Od: "adam" <j...@o...maile.com>
Użytkownik "Piotr Biernawski" napisał
>> Oj, gdybym nie przeżył tego na własnej skórze to bym nie protestował.
>> Na wypad do parku w niedzielę to może nie mieć znaczenia ale jak zechcesz
>> przepędzić zwłoki cały dzień po gorach to każde parę deko zaczyna mieć
>> znaczenie ; )
>
> ja bardzo czesto przepedzam zwloki po gorach :) i w lustrze nie boli mnie
> waga, bo c'man te 200 czy 300 gramow to 1/5 poltoralitrowej butelki wody,
> ale wlasnie gabaryty - bo o ile kompakt mozna wlozyc gdziebadc (chocby do
> kieszeni w szelkach plecaka) o tyle lustro - i nie wazne czy xxxd czy
> xxd - juz nie bardzo. i o ile jest pogoda to pol biedy, bo mozna wzorem
> torby przewiesic aparat i jest ok, to w czasie gorszej pogody typu mgla
> czy deszcz mozna sie wsciec wycoiagajac i wkladajac aparat do/z plecaka.
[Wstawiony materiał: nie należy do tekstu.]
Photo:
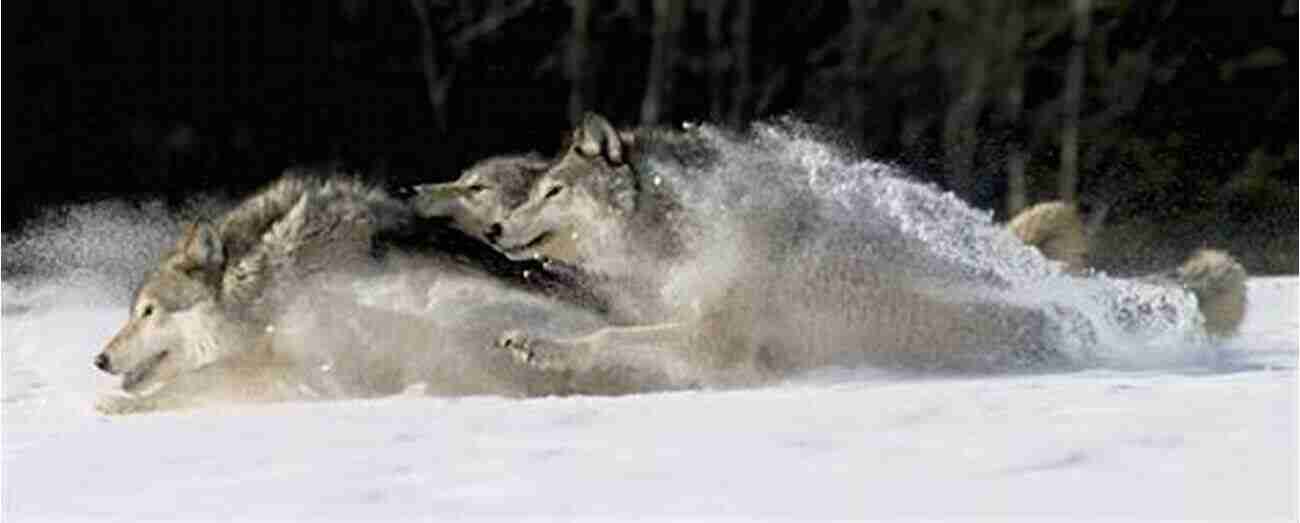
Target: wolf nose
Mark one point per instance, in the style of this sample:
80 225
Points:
493 232
102 362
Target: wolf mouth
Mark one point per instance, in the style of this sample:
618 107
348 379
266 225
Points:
142 371
536 242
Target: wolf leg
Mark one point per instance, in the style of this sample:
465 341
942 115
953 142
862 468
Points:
616 359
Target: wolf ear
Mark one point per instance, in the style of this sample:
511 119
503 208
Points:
202 246
596 137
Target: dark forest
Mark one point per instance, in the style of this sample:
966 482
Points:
1178 116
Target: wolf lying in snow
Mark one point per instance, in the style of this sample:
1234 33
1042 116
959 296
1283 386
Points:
243 308
772 299
1216 279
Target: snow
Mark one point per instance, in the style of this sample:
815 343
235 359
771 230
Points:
1175 442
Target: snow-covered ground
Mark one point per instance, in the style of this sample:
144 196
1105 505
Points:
1168 444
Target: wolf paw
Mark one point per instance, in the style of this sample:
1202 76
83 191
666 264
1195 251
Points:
528 350
117 405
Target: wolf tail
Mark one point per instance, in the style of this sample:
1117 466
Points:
1057 230
1218 281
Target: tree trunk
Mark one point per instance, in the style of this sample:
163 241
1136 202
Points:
859 35
718 55
1067 182
576 65
667 20
742 85
436 83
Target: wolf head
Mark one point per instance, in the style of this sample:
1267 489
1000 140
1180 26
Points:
1218 282
479 202
216 290
590 187
176 320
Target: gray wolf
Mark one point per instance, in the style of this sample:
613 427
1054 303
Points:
260 306
217 288
772 298
1217 279
482 197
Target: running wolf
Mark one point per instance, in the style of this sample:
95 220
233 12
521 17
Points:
1217 279
212 315
610 203
482 197
216 290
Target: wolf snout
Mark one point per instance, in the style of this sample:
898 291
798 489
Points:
494 232
102 363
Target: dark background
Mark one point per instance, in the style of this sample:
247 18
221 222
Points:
1187 109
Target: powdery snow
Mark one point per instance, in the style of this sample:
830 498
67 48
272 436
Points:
1156 444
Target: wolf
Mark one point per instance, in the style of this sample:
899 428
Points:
1057 230
610 204
482 197
1218 280
212 314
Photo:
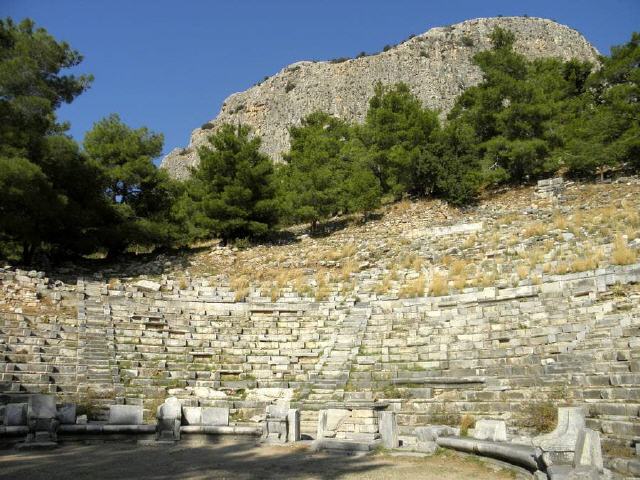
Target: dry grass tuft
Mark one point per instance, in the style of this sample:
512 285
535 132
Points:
240 285
439 285
522 271
535 230
384 286
458 267
414 288
621 253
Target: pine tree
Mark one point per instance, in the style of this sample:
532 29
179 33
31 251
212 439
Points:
397 133
50 196
233 187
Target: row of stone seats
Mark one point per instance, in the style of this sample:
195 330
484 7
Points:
250 344
408 345
38 353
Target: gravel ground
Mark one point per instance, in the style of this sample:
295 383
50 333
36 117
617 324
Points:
228 458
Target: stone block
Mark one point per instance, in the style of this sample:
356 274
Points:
171 408
147 286
335 416
192 415
293 425
67 414
588 450
562 441
215 416
388 428
42 406
431 433
125 415
494 430
15 414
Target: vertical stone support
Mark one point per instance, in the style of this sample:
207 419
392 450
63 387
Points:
388 429
293 425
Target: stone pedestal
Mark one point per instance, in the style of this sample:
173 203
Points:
388 429
559 446
494 430
169 419
293 425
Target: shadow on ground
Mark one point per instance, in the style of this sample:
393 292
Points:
210 458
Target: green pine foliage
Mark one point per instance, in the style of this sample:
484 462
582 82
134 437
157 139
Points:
512 111
141 195
602 129
398 133
50 196
232 190
527 119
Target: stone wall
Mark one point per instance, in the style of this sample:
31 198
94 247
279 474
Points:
489 353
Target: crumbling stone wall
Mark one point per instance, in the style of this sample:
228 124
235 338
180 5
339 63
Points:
490 353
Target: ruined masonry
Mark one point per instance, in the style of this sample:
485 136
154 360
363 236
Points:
491 353
437 66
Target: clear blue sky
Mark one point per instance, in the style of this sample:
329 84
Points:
170 64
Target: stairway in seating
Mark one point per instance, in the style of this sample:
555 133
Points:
98 376
332 371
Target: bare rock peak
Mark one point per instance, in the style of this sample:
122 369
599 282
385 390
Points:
437 66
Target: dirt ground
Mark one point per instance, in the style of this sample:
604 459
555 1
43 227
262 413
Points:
234 459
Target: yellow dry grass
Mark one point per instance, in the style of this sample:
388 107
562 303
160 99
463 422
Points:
621 253
439 285
413 288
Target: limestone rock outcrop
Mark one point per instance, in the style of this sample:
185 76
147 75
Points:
437 65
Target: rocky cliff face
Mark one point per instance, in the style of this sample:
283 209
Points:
437 65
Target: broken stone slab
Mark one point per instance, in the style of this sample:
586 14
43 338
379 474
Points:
521 455
388 428
171 408
207 392
100 428
430 433
169 418
147 286
125 415
588 450
192 415
67 414
15 414
342 445
559 446
222 430
494 430
215 416
567 472
42 406
293 425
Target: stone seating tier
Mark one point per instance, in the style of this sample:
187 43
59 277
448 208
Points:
487 353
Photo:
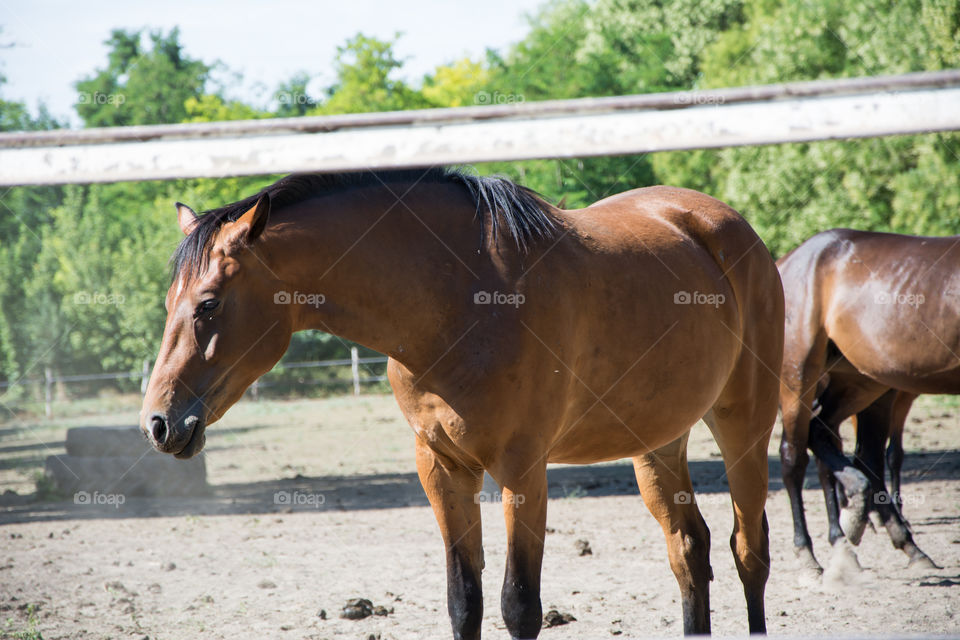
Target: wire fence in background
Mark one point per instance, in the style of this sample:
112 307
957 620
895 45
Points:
49 382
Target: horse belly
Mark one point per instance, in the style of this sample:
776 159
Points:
622 407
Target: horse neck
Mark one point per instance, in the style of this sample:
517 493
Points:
397 277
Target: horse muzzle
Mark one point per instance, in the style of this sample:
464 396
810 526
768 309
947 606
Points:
183 438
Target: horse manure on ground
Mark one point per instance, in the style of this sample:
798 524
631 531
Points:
360 608
555 619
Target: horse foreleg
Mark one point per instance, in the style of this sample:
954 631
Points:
452 489
664 481
524 486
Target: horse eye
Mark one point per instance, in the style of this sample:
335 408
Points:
207 306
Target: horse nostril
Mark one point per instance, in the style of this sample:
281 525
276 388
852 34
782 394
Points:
158 427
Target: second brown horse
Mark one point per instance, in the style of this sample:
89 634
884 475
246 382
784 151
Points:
871 322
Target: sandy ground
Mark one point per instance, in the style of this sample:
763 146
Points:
238 564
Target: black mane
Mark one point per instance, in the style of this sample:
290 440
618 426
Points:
498 200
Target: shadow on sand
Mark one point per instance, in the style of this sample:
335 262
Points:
382 491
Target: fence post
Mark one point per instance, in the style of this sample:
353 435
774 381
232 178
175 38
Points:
355 369
48 392
144 376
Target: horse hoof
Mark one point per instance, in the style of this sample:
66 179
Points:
853 517
844 569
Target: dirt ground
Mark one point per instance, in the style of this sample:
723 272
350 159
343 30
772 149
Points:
241 563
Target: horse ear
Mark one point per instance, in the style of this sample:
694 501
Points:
187 218
256 218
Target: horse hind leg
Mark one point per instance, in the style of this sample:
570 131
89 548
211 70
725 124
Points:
743 434
873 428
901 408
664 481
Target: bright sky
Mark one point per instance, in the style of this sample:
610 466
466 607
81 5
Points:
58 42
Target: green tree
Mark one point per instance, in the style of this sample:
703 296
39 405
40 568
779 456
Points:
365 68
141 85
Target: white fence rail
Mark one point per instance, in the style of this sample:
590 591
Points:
49 381
797 112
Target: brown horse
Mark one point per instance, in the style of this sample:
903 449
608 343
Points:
870 324
518 334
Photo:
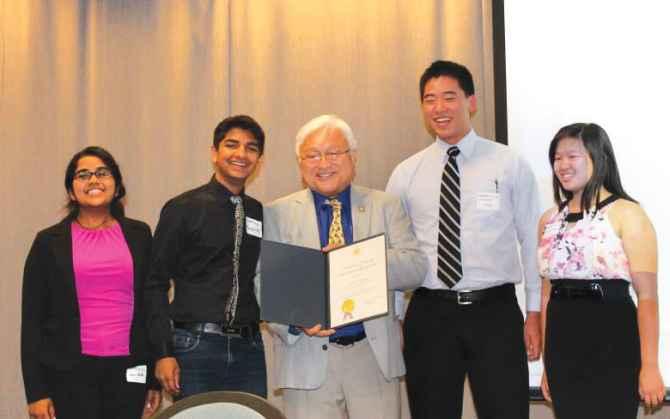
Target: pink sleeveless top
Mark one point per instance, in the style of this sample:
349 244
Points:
103 272
589 249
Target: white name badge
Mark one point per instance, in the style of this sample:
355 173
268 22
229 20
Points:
254 228
488 201
551 229
137 374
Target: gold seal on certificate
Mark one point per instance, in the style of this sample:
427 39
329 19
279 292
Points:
348 307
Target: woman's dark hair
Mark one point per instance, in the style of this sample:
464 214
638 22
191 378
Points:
116 206
605 170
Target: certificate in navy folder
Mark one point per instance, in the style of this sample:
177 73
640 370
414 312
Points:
303 287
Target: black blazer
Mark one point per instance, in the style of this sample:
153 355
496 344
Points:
50 327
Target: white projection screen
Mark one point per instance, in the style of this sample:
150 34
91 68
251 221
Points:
606 62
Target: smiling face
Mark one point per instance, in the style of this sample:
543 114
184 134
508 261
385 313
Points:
446 108
573 166
335 168
96 192
235 159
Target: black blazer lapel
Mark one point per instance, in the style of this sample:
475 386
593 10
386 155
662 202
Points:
61 246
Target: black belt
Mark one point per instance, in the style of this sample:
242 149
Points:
499 293
347 340
599 290
240 331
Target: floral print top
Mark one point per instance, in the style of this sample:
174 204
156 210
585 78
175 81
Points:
588 249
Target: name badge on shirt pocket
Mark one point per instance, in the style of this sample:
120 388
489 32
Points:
254 228
488 201
137 374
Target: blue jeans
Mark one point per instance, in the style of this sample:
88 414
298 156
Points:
211 362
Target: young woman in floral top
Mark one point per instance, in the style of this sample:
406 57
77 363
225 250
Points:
601 352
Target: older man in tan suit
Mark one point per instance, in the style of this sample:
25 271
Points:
352 371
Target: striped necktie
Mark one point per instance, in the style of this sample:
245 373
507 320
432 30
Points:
231 304
449 267
335 232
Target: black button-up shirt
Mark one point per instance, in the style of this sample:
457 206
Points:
193 245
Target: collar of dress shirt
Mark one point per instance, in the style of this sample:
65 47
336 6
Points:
344 197
221 190
466 145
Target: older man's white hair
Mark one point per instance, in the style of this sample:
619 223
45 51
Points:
325 121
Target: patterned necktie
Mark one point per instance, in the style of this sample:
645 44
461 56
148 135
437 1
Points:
335 232
449 267
231 305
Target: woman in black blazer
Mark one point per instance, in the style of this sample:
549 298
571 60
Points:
84 350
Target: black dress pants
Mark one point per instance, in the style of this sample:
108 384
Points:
592 357
97 388
444 341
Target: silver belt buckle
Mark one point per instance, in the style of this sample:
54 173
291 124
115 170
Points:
212 328
597 288
460 301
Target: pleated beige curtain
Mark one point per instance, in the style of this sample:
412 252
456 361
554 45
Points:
149 80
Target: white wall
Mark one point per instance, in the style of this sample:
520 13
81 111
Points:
605 62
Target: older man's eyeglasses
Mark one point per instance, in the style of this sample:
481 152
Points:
314 157
86 175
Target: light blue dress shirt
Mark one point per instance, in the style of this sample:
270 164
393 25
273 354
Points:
500 209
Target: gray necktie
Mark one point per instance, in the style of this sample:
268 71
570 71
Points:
449 268
231 305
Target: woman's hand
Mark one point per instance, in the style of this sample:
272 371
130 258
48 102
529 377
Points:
152 403
42 409
545 387
652 389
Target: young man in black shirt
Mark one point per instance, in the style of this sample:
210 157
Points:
208 241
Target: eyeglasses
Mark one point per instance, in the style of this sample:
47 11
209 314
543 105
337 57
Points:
86 175
314 157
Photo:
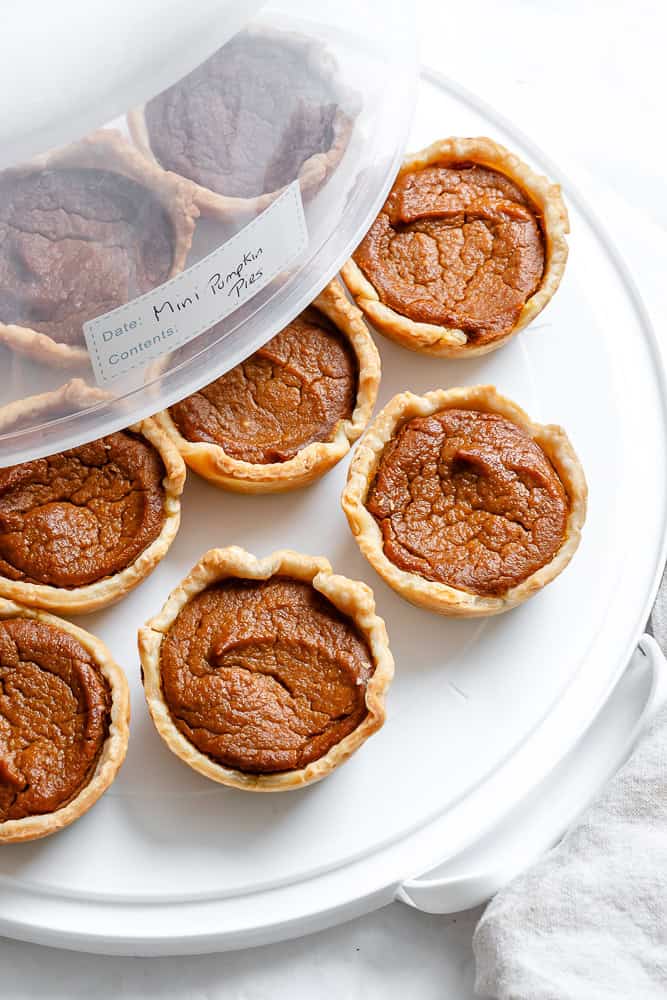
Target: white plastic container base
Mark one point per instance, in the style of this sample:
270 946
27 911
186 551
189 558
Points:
366 55
480 713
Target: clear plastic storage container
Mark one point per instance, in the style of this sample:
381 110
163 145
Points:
178 181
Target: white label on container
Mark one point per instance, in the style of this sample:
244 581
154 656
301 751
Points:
174 313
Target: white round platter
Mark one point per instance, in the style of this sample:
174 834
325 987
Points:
479 713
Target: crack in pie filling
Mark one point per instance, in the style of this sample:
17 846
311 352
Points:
468 248
463 504
287 413
54 718
64 711
266 682
264 676
79 528
469 499
457 245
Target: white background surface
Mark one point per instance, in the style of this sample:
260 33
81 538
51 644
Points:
587 82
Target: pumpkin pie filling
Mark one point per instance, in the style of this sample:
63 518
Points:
467 498
264 676
292 392
459 246
54 718
244 122
76 243
81 515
> po kurtka noszenie odpada, chyba ze mamy tempo spacerowe, inaczej
> zakladamy ze tam jest jeszcze wilgotniej niz na zewnatrz ;)
Jak się tak na to patrzy to fakt, wygląda na mały problem.
Ja niestety nabrałem urazu do dodatkowego dociążania się sprzętem. I tak
jest co nosić.
Co innego gdybym miał czas na wyprawy stricte fotograficzne. Kiedy się
spędza taki "normalny" urlop z dziećmi priorytety się zmieniają. W pewnym
momencie ma się dość bo fotografia staje się jakby trzecim planem całego
wyjazdu, a waży swoje ; )
adam
-
16. Data: 2009-09-03 16:21:32
Temat: Re: Canon 500D czy 40D?
Od: XX YY <f...@g...com>
>
> Jak się tak na to patrzy to fakt, wygląda na mały problem.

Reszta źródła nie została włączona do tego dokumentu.